Segro raises dividend after strong year for rental income
Commercial property investor and developer Segro reported strong growth in net rental income and adjusted pre-tax profit in its 2022 results on Friday.
The FTSE 100 company said its adjusted pre-tax profit for the 12 months ended 31 December stood at £386m, up 8.4% year-on-year.
Adjusted earnings per share also increased, by 6.5% to 31p.
Its adjusted net asset value per share, however, declined 15% to 966p, primarily due to a portfolio valuation decline of 11%.
The board said that was driven by market-wide yield expansion in the second half, although it was partly offset by estimated rental value growth, portfolio asset management successes, and development profits.
Segro’s net rental income for the year was £522m, up 18.9% and driven by strong like-for-like rental growth of 6.7% and development completions.
Segro also reported strong occupier demand, with a record £98m of new headline rent commitments generated during the period.
During 2022, Segro delivered 639,200 square metres of development completions at a yield on cost of 7.4%, with 80% of it already let to customers from a range of sectors.
The company noted that it also made net capital investment of £1.3bn in asset acquisitions, development projects, and land purchases, less disposals.
Segro said its strong balance sheet provided it with the capacity to invest in its development programme, and allowed it flexibility to make further commitments.
The firm said it had access to £2.2bn of available liquidity and a modest level of gearing, reflected in a loan-to-value of 32% at year-end on 31 December.
It hiked its full-year dividend by 8.2% to 26.3p per share, as it raised its final dividend by 7.7% to 18.2p.
“Segro is today reporting strong operational results for 2022, including a record level of rent roll growth driven by our active asset management and a strong leasing performance,” said chief executive officer David Sleath.
“Our modern, well-located and highly sustainable warehouses continue to be in high demand from a diverse range of occupiers, underpinned by long-term structural drivers.
“Our strategy over the past decade has focused on cultivating a unique portfolio located in the most supply-constrained European urban and logistics markets, backed by a strong balance sheet to enable Segro to outperform through the property cycle.”
Sleath said the portfolio valuation fell in the second half, as investment yields rose and values weakened across the sector in response to macroeconomic conditions.

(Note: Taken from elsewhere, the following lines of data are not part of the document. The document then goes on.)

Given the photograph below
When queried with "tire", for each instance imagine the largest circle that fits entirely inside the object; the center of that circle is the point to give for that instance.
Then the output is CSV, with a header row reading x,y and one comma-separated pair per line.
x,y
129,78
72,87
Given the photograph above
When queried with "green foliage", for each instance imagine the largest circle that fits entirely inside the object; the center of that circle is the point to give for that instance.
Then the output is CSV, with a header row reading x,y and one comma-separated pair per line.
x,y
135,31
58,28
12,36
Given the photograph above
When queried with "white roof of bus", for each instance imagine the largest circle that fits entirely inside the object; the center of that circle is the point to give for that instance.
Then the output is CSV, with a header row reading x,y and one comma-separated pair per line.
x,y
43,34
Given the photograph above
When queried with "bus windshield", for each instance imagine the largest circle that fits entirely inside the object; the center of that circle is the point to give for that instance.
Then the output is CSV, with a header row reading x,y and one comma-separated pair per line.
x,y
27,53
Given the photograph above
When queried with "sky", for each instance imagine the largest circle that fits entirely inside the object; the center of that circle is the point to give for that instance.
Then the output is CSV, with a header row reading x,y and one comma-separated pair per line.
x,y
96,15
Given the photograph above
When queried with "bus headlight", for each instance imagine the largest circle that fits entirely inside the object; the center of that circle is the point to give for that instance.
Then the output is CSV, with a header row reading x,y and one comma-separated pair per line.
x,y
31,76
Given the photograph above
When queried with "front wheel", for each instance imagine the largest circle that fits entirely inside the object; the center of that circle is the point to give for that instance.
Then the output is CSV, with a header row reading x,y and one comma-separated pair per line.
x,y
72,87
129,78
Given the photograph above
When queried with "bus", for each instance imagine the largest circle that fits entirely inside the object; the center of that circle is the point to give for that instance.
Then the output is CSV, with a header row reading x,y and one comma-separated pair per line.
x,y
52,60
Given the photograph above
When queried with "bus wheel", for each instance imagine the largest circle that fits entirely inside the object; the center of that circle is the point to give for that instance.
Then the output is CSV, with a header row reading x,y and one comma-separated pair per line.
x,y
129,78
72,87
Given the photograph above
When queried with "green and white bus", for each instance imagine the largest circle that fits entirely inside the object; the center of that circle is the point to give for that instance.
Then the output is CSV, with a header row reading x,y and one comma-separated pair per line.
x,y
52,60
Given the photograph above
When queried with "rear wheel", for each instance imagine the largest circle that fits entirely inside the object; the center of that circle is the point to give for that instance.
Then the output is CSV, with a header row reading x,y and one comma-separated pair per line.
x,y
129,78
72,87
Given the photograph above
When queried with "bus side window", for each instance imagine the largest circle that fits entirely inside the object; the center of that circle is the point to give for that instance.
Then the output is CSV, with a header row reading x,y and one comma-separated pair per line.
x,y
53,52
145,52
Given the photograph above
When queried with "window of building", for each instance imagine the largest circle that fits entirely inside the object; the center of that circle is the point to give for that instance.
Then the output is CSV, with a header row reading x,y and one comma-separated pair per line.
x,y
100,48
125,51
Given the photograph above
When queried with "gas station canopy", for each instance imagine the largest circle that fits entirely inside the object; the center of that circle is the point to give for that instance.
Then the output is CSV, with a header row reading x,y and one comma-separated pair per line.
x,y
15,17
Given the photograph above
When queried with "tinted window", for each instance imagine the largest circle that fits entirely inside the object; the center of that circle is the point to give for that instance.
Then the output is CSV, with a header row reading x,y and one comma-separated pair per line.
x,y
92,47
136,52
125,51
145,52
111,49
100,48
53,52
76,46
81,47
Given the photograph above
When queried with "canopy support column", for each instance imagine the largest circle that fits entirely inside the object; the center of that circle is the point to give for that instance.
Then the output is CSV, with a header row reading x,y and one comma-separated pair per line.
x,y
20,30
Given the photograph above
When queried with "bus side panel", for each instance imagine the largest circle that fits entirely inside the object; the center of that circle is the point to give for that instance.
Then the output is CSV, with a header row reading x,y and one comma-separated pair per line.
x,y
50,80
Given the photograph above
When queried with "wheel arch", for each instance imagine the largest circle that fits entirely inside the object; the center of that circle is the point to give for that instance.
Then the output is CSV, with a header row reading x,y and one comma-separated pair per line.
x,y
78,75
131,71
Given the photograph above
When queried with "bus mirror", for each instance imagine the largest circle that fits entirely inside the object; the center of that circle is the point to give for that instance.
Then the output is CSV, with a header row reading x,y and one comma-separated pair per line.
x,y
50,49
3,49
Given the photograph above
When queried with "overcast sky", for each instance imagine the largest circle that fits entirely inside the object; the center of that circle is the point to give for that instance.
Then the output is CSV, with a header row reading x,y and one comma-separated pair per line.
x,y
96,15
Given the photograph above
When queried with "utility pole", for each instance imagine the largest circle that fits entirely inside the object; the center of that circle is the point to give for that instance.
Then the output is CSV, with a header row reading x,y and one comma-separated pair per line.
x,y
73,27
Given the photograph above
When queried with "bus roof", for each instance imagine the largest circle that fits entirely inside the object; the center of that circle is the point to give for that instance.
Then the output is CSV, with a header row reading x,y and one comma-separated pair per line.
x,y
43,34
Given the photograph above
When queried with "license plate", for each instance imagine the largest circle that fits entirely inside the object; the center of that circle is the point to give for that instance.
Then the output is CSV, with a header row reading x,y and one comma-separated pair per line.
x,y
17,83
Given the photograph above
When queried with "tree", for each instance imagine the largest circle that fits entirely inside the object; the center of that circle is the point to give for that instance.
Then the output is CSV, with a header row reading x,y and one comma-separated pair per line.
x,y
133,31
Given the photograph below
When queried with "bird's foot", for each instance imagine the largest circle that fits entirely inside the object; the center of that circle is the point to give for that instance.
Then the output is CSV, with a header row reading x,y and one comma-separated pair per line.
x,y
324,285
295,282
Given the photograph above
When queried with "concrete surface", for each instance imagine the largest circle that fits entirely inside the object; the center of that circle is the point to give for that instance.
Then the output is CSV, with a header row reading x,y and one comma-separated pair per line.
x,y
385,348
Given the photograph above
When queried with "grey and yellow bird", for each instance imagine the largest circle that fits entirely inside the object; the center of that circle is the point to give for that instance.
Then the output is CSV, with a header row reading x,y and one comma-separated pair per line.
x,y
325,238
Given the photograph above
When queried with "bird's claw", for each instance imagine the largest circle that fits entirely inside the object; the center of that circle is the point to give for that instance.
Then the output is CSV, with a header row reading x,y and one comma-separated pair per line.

“However, the impact on our portfolio was mitigated by its high quality and the strong rental growth we delivered across all of our markets.
“Our prime portfolio, excellent land bank, development expertise, customer focus and balance sheet capacity mean we are well positioned to deliver attractive returns and further growth into the years ahead.”
At 0919 GMT, shares in Segro were up 2.03% at 853.2p.